16. Cost Projections¶
Monthly Cost Estimates by Phase¶
| Phase | Resources | Estimated Monthly Cost |
|---|---|---|
| Wave 0 (Foundation only) | ACA Env + ACR + PostgreSQL B1ms + Key Vault + Service Bus Basic + Log Analytics | ~$30 |
| Wave 0 + Wave 1 (3 services) | + 3 Container Apps (scale-to-zero) | ~$32 (services free when idle) |
| Wave 0–3 (10 services) | + 7 more Container Apps + Redis C0 | ~$45 |
| Full platform (22 services) | All services deployed | ~$55 (idle) to ~$120 (light traffic) |
| Production load | B2s PostgreSQL + Standard SB + Redis C1 | ~$150-200 |
Cost Optimization Checklist¶
- [ ] All Container Apps have
minReplicas: 0 - [ ] Dev PostgreSQL stops at night (nightly-stop-dev pipeline)
- [ ] Ephemeral environments auto-destroy on PR close
- [ ] ACR Basic tier (not Standard)
- [ ] Service Bus Basic tier for dev (Standard for prod only)
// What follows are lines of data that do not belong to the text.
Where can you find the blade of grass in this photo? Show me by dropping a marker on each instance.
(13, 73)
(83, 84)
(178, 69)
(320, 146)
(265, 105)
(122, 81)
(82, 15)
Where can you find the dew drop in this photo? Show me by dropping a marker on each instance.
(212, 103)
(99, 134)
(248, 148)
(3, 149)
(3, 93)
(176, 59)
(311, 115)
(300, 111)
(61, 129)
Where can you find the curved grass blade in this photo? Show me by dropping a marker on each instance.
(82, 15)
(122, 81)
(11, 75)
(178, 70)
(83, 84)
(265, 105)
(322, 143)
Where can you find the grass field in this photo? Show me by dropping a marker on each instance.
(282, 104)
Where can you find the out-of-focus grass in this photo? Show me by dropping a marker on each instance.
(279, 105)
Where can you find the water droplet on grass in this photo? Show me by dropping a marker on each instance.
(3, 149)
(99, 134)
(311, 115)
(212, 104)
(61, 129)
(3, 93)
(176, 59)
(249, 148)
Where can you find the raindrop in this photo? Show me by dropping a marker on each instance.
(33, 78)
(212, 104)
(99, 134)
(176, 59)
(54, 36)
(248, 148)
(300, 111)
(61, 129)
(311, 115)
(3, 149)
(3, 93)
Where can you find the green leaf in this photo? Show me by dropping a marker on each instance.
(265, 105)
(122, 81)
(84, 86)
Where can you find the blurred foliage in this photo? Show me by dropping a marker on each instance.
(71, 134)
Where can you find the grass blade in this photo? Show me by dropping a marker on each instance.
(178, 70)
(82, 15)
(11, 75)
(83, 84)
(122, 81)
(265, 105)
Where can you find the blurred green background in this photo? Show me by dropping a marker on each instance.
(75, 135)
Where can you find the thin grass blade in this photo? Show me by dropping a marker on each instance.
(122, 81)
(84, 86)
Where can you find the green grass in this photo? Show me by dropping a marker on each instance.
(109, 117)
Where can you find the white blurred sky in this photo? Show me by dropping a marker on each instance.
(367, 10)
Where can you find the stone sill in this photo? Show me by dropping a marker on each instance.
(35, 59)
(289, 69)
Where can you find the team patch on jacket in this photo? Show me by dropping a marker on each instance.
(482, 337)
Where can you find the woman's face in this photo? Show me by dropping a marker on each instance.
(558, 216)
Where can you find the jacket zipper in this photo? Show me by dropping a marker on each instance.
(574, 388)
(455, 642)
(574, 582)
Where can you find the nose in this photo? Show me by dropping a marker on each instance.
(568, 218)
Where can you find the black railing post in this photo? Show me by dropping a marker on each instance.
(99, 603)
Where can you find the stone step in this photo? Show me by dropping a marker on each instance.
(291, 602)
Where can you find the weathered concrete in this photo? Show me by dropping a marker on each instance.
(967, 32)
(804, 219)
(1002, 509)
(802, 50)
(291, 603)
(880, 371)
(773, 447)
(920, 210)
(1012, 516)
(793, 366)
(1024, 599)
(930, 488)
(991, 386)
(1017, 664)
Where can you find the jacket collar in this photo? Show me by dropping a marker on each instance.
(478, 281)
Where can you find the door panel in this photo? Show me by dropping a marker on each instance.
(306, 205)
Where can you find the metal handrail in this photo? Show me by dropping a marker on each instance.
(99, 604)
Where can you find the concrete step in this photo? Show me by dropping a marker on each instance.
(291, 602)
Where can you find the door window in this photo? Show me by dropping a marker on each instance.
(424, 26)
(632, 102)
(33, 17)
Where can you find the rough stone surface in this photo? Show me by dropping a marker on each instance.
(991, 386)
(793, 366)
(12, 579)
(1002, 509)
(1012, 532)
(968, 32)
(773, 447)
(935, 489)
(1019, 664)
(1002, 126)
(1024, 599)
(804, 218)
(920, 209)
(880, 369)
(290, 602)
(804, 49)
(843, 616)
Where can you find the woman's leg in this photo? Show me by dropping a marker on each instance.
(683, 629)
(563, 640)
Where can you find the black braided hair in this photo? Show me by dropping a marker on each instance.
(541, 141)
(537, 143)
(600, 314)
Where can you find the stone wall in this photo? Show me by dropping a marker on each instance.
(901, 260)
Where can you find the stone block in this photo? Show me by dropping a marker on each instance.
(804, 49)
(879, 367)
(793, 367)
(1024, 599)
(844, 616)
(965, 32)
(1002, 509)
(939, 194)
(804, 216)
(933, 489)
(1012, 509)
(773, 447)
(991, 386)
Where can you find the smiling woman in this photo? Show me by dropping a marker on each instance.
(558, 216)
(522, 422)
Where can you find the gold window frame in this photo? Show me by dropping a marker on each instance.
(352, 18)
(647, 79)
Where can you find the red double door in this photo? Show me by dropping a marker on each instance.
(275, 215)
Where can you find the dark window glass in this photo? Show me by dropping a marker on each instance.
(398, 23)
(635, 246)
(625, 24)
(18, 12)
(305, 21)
- [ ] Log Analytics retention: 30 days dev, 90 days prod
- [ ] Blob Storage lifecycle policy: move to Cool after 30 days, Archive after 90
- [ ] No dedicated load balancers — use ACA built-in Envoy
- [ ] No AKS — Container Apps Consumption plan instead
- [ ] Weekly review of Azure Cost Management alerts
Azure Cost Alerts¶
// Budget alert in main.bicep
resource budget 'Microsoft.Consumption/budgets@2023-11-01' = {
name: 'budget-novatrek-${environment}'
properties: {
category: 'Cost'
amount: environment == 'prod' ? 200 : 50
timeGrain: 'Monthly'
timePeriod: {
startDate: '2026-04-01'
}
notifications: {
actual80: {
enabled: true
operator: 'GreaterThanOrEqualTo'
threshold: 80
contactEmails: ['architect@novatrek.example.com']
}
actual100: {
enabled: true
operator: 'GreaterThanOrEqualTo'
threshold: 100
contactEmails: ['architect@novatrek.example.com']
}
}
}
}
17. Appendix: Quick Reference Commands¶
Environment Lifecycle¶
# Stand up everything from scratch
./infra/deploy.sh dev
# Tear down a dev environment completely
az group delete --name rg-novatrek-dev --yes --no-wait
# Stop dev to save money (keep data)
az postgres flexible-server stop -g rg-novatrek-dev -n psql-novatrek-dev
# Resume dev
az postgres flexible-server start -g rg-novatrek-dev -n psql-novatrek-dev
# Deploy a single service
az containerapp update -n ca-svc-check-in -g rg-novatrek-dev \
--image crnovatrekdev.azurecr.io/svc-check-in:$(git rev-parse --short HEAD)
# Check service health
curl https://ca-svc-check-in.cae-novatrek-dev.eastus2.azurecontainerapps.io/actuator/health
# View service logs
az containerapp logs show -n ca-svc-check-in -g rg-novatrek-dev --follow
Infrastructure Inspection¶
# What-if preview before deploying
az deployment group what-if -g rg-novatrek-dev -f infra/main.bicep -p infra/parameters/dev.bicepparam
# List all Container Apps in an environment
az containerapp list -g rg-novatrek-dev -o table
# Check which services are running (replica count > 0)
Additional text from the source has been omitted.